OLMo-1B is part of the Open Language Model (OLMo) series developed by Allen Institute for AI, designed to enable transparent language model research. It's trained on the Dolma dataset and represents a significant step toward open science in AI development. This model features 1.18B parameters and was trained on 3 trillion tokens, making it a compact yet powerful language model.
Implementation Details
The model employs a Transformer architecture with specific optimizations including non-parametric LayerNorm, RoPE positional embeddings, and full attention mechanism. It uses the AdamW optimizer with a peak learning rate of 4.0E-4 and runs on F32 tensor types.

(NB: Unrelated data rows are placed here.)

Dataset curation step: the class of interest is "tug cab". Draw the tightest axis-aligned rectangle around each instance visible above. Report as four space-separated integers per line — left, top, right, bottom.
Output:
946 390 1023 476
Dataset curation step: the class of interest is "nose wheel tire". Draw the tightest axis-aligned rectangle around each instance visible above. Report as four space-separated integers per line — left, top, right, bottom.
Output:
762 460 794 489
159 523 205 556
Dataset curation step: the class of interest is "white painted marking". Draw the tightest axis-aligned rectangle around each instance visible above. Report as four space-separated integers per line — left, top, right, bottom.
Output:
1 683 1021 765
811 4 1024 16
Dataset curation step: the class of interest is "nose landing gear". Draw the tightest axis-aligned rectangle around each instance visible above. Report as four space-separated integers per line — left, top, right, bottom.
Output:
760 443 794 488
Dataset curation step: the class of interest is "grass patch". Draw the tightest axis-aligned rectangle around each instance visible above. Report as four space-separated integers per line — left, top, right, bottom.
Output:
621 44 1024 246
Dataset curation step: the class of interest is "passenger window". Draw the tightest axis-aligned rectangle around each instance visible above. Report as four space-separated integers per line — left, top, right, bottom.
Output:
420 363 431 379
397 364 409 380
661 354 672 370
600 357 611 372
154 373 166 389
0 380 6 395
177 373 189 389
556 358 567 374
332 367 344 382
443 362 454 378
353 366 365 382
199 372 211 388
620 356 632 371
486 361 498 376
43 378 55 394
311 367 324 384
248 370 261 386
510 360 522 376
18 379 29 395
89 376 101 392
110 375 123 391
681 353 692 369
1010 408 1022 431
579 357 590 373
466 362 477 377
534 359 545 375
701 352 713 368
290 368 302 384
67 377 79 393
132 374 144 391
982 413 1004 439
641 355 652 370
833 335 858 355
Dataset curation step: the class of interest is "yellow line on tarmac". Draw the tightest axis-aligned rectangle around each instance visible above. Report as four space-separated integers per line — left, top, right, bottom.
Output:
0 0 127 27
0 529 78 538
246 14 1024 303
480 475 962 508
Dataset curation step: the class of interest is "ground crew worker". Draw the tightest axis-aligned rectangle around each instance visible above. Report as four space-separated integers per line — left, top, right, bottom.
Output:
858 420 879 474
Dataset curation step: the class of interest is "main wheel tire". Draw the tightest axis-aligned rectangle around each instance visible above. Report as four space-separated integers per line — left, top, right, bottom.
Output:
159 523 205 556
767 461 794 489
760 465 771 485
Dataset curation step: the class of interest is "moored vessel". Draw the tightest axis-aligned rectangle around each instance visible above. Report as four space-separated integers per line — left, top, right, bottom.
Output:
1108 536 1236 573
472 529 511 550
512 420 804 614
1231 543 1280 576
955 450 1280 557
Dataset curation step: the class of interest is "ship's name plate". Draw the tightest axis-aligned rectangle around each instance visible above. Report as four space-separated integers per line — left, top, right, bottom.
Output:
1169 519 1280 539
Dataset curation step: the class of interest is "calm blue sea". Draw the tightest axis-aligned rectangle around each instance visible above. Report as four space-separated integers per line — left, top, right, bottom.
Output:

- Context Length: 2048 tokens
- Hidden Size: 2048
- Attention Heads: 16
- Number of Layers: 16
Core Capabilities
- Strong performance on core NLP tasks with 62.42% average accuracy across standard benchmarks
- Efficient text generation and completion tasks
- Support for both inference and fine-tuning workflows
- Integration with popular ML frameworks through HuggingFace compatibility
Frequently Asked Questions
Q: What makes this model unique?
OLMo-1B stands out for its complete transparency in training process, data sources, and evaluation metrics. It's designed specifically for research purposes with extensive documentation and intermediate checkpoints available.
Q: What are the recommended use cases?
The model is well-suited for research applications, text generation tasks, and as a foundation for fine-tuning on specific domains. It performs particularly well on tasks like COPA (79%) and PIQA (73.7%).